Literature

Leaving the Atocha Station

Isabel Cowley reviews Ben Lerner’s Leaving the Atocha Station, a book comprised of moments lost in translation

It is the autumn of 2003 and Adam Gordon – the narrator of Ben Lerner’s debut novel – is living in Madrid on a prestigious, undeserved poetry fellowship, pretending to write a long poem about the Spanish Civil War. Adam knows almost nothing about Spain’s poetry (and less about its history) and has come to Madrid to escape the inescapable shame of his own American-ness, “as if I were a writer in flight from a repressive regime, rather than one of its most fraudulent grantees”. Whilst in Madrid, Adam alternates prescribed anti-depressants with hash and espresso, reads John Ashbery and the New York Times online, and tries and fails to fall in love with two Spanish women – neither of whom take him seriously.

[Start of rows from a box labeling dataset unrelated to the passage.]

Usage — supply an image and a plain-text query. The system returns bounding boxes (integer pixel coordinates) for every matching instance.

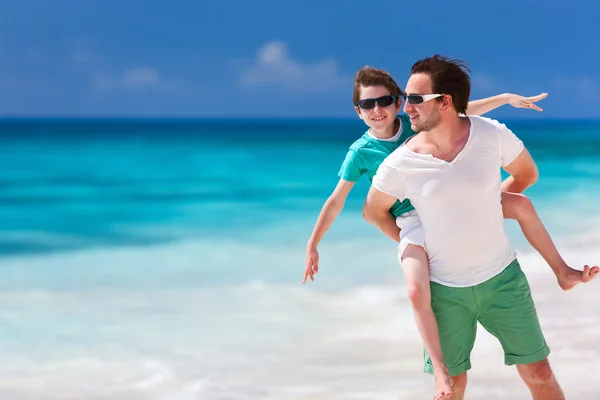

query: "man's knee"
[517,358,554,385]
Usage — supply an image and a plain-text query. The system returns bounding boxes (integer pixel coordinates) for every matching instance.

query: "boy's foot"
[433,370,452,400]
[557,265,600,290]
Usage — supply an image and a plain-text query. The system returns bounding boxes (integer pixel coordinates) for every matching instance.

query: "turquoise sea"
[0,119,600,399]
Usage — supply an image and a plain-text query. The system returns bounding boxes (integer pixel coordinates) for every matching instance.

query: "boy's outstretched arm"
[467,93,548,115]
[302,179,356,283]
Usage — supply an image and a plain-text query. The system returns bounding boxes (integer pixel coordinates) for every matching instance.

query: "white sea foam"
[0,228,600,400]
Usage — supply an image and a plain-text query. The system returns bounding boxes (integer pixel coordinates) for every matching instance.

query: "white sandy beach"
[0,243,600,400]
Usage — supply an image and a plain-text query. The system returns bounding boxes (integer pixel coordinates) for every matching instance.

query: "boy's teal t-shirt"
[338,114,415,217]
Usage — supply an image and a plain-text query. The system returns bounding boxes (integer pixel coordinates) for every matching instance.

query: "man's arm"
[467,93,548,115]
[500,148,539,193]
[363,186,400,242]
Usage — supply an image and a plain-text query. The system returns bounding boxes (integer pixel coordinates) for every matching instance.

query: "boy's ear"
[442,94,452,111]
[354,106,362,119]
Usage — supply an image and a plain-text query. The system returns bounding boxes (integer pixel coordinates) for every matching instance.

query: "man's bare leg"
[402,244,452,400]
[450,372,467,400]
[517,358,565,400]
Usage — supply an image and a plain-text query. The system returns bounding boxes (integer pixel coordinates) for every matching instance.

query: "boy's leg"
[502,192,600,290]
[401,244,452,399]
[475,260,564,400]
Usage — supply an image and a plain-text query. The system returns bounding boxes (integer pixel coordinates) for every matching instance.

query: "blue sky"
[0,0,600,118]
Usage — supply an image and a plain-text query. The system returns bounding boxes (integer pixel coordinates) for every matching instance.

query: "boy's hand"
[302,248,319,284]
[508,93,548,111]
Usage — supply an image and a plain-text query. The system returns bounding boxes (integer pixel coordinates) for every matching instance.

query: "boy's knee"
[517,359,554,385]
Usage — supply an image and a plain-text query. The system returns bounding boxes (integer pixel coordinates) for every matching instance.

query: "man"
[363,55,598,400]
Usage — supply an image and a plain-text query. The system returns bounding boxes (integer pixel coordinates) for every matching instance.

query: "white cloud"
[552,75,600,99]
[121,67,160,88]
[92,66,181,93]
[240,41,349,92]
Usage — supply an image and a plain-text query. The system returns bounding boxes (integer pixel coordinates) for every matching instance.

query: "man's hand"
[302,248,319,284]
[507,93,548,111]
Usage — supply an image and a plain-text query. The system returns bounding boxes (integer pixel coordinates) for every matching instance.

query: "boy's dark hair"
[352,65,404,107]
[411,54,471,114]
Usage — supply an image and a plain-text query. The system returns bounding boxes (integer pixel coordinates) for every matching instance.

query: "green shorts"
[424,260,550,376]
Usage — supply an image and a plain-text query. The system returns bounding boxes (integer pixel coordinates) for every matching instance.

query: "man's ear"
[441,94,452,111]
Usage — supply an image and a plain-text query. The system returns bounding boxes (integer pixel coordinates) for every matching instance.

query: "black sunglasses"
[402,94,443,105]
[358,95,398,110]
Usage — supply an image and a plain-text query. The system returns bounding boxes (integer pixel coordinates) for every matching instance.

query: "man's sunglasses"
[402,94,443,105]
[358,95,398,110]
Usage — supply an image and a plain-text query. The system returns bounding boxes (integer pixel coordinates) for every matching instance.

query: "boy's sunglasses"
[402,94,443,105]
[358,95,398,110]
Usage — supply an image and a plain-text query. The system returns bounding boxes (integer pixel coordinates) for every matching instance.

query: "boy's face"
[355,86,401,132]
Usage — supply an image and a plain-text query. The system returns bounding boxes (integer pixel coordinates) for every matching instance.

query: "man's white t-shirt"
[373,116,524,287]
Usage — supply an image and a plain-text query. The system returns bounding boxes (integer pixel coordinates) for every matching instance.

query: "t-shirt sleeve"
[372,159,406,200]
[497,123,525,167]
[338,150,364,182]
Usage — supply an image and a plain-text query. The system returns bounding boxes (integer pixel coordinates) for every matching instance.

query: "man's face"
[404,74,441,132]
[355,86,401,132]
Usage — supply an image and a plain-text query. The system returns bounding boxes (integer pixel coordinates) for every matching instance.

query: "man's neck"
[369,118,400,139]
[423,115,470,153]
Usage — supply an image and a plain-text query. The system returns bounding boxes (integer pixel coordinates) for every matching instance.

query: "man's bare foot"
[433,368,452,400]
[557,265,600,290]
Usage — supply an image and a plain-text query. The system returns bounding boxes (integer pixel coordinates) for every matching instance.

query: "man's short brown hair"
[411,54,471,114]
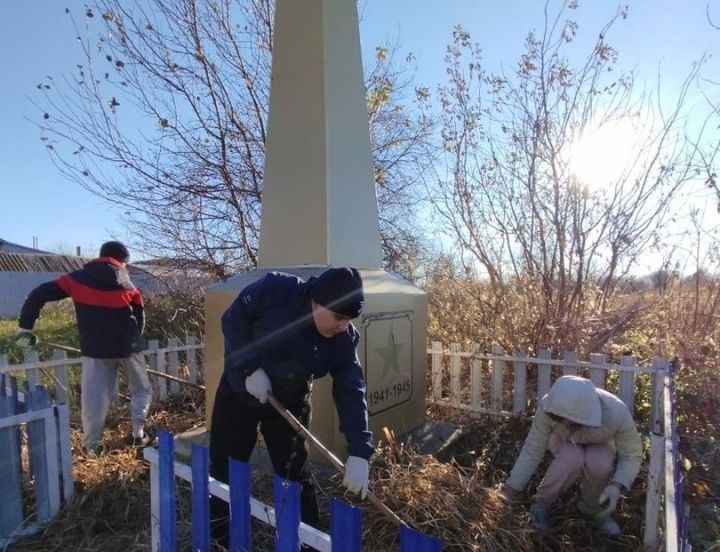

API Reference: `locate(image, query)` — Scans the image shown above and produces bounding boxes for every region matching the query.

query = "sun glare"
[569,119,638,192]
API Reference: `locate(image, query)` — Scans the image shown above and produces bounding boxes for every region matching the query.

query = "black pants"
[210,389,319,541]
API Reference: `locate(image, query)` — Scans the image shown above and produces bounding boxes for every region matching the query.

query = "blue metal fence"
[0,368,73,549]
[145,432,442,552]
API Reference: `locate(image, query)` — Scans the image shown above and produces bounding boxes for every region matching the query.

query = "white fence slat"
[0,386,24,542]
[53,349,69,404]
[167,337,180,395]
[590,353,607,389]
[643,434,665,550]
[650,357,670,435]
[618,355,635,413]
[663,375,678,546]
[563,351,578,376]
[145,449,160,552]
[470,343,482,408]
[491,345,505,412]
[56,404,75,504]
[538,349,552,400]
[23,351,40,392]
[450,343,462,406]
[25,387,53,523]
[432,341,443,401]
[147,339,167,400]
[513,351,527,414]
[38,407,60,521]
[185,335,198,383]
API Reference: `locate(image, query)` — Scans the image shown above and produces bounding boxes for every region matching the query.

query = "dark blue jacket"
[18,257,145,358]
[218,272,373,458]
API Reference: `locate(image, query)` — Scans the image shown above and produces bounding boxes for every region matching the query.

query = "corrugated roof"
[0,253,90,272]
[0,238,50,255]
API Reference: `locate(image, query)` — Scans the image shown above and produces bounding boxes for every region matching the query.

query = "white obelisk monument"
[205,0,427,456]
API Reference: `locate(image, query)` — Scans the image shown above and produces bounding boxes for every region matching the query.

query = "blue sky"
[0,0,720,262]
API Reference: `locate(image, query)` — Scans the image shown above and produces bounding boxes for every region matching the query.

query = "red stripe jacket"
[19,257,145,358]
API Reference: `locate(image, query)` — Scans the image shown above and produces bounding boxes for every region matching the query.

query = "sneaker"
[598,516,622,537]
[577,498,600,519]
[130,433,153,448]
[530,502,550,532]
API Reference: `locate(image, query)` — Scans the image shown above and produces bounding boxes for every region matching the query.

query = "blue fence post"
[330,497,363,552]
[273,475,300,552]
[190,443,210,552]
[229,458,252,552]
[400,526,442,552]
[158,431,177,552]
[25,382,52,522]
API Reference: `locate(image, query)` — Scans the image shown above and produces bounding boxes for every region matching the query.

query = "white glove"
[598,484,620,517]
[245,368,272,404]
[343,456,370,500]
[15,328,37,349]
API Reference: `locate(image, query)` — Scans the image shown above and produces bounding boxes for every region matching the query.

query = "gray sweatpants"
[536,435,615,506]
[81,353,152,449]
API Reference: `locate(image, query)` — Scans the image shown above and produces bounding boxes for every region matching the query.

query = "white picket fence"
[0,337,689,551]
[0,353,73,549]
[427,342,689,551]
[0,337,203,550]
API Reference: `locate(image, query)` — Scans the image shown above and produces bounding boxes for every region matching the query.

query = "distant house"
[0,239,167,318]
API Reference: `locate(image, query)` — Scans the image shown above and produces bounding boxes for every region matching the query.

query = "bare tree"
[428,2,699,350]
[37,0,430,278]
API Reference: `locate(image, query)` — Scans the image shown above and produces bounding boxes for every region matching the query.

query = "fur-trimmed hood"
[540,376,602,427]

Traditionally the bildungsroman iss the tale of a young man reaching towards maturity, but at the beginning of Leaving The Atocha Station Adam is unravelling. In the first five pages he inadvertently smirks his way through a tale of bereavement, is punched in the face, and then tries to atone for both by saying that his mother has recently died (she hasn’t). He follows a weeping stranger around an art gallery, desperately hoping that the man is either insane or insincere because if he is indeed having “a profound experience of art”, then Adam is alone in feeling that reality is “unavailable” and art is irrelevant.

Especially when the literature in question is an epic poem on the Spanish civil war, written by a depressive from Topeka in Kansas. As one of Adam’s girlfriend’s unkindly remarks, “I’m sure the people of Iraq are looking forward to your poem about Franco and his economy.”

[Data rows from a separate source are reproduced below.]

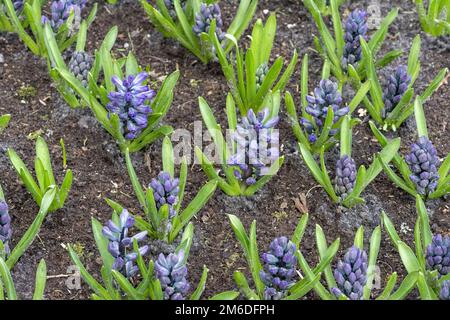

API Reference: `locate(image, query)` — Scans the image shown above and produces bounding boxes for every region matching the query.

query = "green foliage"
[213,14,298,116]
[57,27,180,152]
[0,257,47,300]
[414,0,450,37]
[0,0,97,58]
[350,35,448,131]
[8,137,72,212]
[140,0,258,63]
[285,54,371,154]
[303,0,401,85]
[68,210,217,300]
[382,196,450,300]
[195,91,284,196]
[228,213,332,300]
[369,98,450,199]
[299,116,400,208]
[112,137,217,243]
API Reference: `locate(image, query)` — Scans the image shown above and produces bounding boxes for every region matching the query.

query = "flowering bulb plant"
[8,137,72,212]
[0,186,56,272]
[303,0,345,17]
[68,207,230,300]
[414,0,450,37]
[195,91,284,196]
[300,225,417,300]
[0,0,97,58]
[44,21,94,108]
[350,35,448,131]
[214,14,298,116]
[229,213,339,300]
[56,41,180,153]
[382,196,450,300]
[303,0,401,84]
[370,98,450,199]
[108,137,217,243]
[285,55,370,154]
[0,258,47,300]
[299,116,400,208]
[140,0,258,63]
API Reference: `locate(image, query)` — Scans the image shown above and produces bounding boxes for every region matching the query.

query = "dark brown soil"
[0,0,450,299]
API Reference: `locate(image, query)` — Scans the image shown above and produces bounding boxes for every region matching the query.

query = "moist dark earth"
[0,0,450,299]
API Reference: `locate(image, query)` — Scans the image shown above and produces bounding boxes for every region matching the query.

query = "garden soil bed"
[0,0,450,299]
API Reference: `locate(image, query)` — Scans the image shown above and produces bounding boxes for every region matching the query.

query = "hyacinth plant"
[56,37,180,153]
[299,116,400,208]
[0,186,56,272]
[140,0,258,63]
[3,0,97,58]
[414,0,450,37]
[229,213,339,300]
[0,258,47,301]
[382,196,450,300]
[214,14,298,116]
[108,137,217,243]
[303,0,345,17]
[68,206,229,300]
[370,98,450,199]
[303,0,402,85]
[285,55,370,154]
[300,225,417,300]
[195,91,284,196]
[350,35,448,131]
[44,21,94,108]
[8,137,72,212]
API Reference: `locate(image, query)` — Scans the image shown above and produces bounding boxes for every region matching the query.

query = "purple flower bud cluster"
[155,251,189,300]
[300,79,350,143]
[192,3,225,41]
[256,62,269,90]
[0,201,12,255]
[106,72,156,140]
[425,234,450,276]
[259,237,297,300]
[332,246,367,300]
[405,137,439,195]
[13,0,25,13]
[150,172,180,218]
[228,108,280,185]
[102,209,148,278]
[383,65,411,117]
[334,155,356,199]
[42,0,87,31]
[69,51,93,88]
[163,0,187,19]
[439,280,450,300]
[342,9,368,70]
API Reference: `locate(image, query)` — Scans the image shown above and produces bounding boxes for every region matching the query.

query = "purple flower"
[342,9,367,70]
[0,201,12,256]
[150,171,180,224]
[106,72,156,140]
[405,137,439,195]
[192,3,225,41]
[102,209,148,278]
[228,108,280,185]
[42,0,87,31]
[439,280,450,300]
[334,155,356,199]
[300,79,350,139]
[331,246,367,300]
[259,237,297,300]
[425,234,450,277]
[155,251,189,300]
[383,65,411,117]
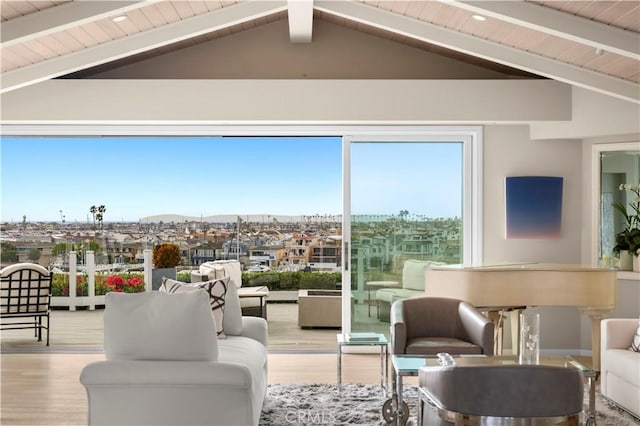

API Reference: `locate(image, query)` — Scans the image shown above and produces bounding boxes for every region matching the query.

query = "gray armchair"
[391,297,494,355]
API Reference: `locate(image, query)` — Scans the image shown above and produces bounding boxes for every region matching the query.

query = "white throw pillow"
[104,291,218,361]
[629,321,640,352]
[222,284,242,336]
[159,277,230,339]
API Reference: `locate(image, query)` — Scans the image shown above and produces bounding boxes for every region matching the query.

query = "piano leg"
[509,308,524,355]
[487,310,504,355]
[580,308,609,372]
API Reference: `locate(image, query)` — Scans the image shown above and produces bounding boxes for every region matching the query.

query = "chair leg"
[36,317,42,342]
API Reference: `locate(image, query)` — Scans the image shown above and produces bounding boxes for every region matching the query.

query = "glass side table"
[336,333,389,395]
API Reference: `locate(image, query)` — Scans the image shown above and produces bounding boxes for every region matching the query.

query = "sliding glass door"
[343,130,473,333]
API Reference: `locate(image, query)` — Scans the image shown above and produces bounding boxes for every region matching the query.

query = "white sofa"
[600,318,640,417]
[376,259,442,322]
[80,285,267,426]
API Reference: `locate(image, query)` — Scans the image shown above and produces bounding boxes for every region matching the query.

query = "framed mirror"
[592,142,640,271]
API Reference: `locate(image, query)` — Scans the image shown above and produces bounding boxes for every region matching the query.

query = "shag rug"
[260,384,640,426]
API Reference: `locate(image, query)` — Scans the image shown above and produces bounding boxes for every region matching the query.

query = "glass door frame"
[342,126,483,333]
[0,123,483,333]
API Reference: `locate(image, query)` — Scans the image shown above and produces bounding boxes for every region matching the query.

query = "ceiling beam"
[287,0,313,43]
[314,0,640,103]
[0,1,287,93]
[440,0,640,60]
[0,0,159,47]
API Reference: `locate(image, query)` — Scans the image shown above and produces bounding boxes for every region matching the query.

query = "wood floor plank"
[0,353,390,426]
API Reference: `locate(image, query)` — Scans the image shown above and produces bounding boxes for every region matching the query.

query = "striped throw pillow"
[159,277,229,339]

The question of art and its relevance finally catches up with Adam in the form of a series of emergencies, the first harrowingly communicated via instant messenger, the second – the Madrid Bombings in which 191 people died and thousands more were injured – much closer to home.

“Adam alternates prescribed anti-depressants with hash and espresso, reads John Ashbery and the New York Times online, and tries and fails to fall in love with two Spanish women – neither of whom take him seriously.”

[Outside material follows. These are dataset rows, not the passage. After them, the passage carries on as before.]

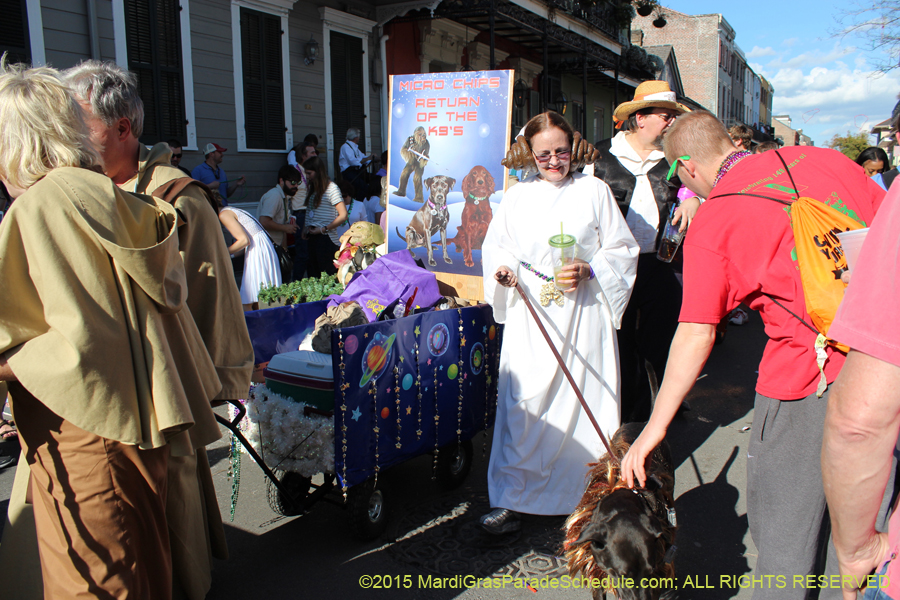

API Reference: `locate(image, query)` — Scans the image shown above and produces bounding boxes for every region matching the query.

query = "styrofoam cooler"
[263,350,334,410]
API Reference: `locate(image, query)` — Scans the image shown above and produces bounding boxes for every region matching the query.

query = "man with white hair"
[65,61,253,600]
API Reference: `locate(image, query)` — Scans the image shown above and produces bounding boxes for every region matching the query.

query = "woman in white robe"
[481,113,638,534]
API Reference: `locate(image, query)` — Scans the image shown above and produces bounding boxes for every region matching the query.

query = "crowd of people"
[0,47,900,600]
[481,82,900,600]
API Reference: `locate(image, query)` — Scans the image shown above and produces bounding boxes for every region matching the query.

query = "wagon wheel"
[266,471,312,517]
[347,479,388,542]
[437,440,474,490]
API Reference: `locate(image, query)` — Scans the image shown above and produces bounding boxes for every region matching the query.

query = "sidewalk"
[209,314,765,600]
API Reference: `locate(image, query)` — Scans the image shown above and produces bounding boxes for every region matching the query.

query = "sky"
[662,0,900,146]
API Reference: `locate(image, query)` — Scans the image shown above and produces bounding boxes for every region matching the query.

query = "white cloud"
[766,62,900,145]
[747,46,775,58]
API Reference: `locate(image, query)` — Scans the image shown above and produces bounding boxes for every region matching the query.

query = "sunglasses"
[531,150,572,165]
[654,156,691,181]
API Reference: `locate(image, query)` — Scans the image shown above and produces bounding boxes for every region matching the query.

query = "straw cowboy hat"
[613,81,691,129]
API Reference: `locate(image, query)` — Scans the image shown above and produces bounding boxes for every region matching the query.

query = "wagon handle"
[516,283,619,465]
[215,399,305,510]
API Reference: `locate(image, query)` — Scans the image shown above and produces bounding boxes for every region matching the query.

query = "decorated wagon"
[220,301,502,540]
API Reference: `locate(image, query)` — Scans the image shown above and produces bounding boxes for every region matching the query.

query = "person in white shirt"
[288,142,318,281]
[594,81,700,423]
[338,127,373,201]
[303,156,347,277]
[256,165,300,248]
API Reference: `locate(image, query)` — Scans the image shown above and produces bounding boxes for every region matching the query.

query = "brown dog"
[564,423,676,600]
[450,165,494,267]
[397,175,456,267]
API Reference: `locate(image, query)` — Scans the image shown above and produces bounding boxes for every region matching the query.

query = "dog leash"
[516,283,619,465]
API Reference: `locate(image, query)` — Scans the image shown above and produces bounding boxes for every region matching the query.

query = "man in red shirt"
[622,111,884,600]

He also ‘writes’ poetry by mistranslating sentences from the work of Spain’s most ubiquitous poet, Federico García Lorca, occasionally exchanging a word for one that sounds similar, and alternating these lines with fragments from old emails. Adam has come to suspect that his personality, like his poetry, is largely fraudulent, a collection of stolen lines, collated at random and dependent on a benevolent listener – usually female – “imbuing my silences, the gaps out of which my Spanish was primarily composed, with tremendous intellectual and aesthetic force”. It is the depths and surfaces of his own fraudulence, rather than the Spanish civil war, that Adam is, paradoxically, researching and the result is very funny; a serious, poignant, slacker-comedy comprised of moments lost in translation and Adam’s own, endless doubts about Adam.

By his own admission – “I was a violent, bipolar, compulsive liar. I was a real American” – Adam should be insufferable, but he isn’t. Rather, Adam is funny, bright, self-deprecating, often genuinely baffled by his own bad behaviour and capable of cutting serious, freewheeling, intellectual insight with bathos. He is also – whether we like it or not – a Foster Wallacian portrait of the artist in the twenty first century: mired in his own postmodernism, clinging to the faded prestige of a dying form, and using that prestige to chat up girls. Through Adam’s doubts, Leaving the Atocha Station asks a serious question about the status of American literature during a period in which America is conducting two wars and rapidly approaching an imminent financial crisis.

In the aftermath of the attack poetry starts to seem more important to Adam – or at least, slightly less redundant – and he begins both to write seriously and to engage with the world around him. The result is a powerful end to a brave, funny novel, which – in the midst of its hero’s comedy of errors – makes an impassioned, convincing case for the continued relevance of trying and failing to create art in a world which can feel like an electronic shadow of itself. Even if, like Adam, all we can do is ‘fail better’, at least we may find some beauty – and a lot of comedy – in the attempt.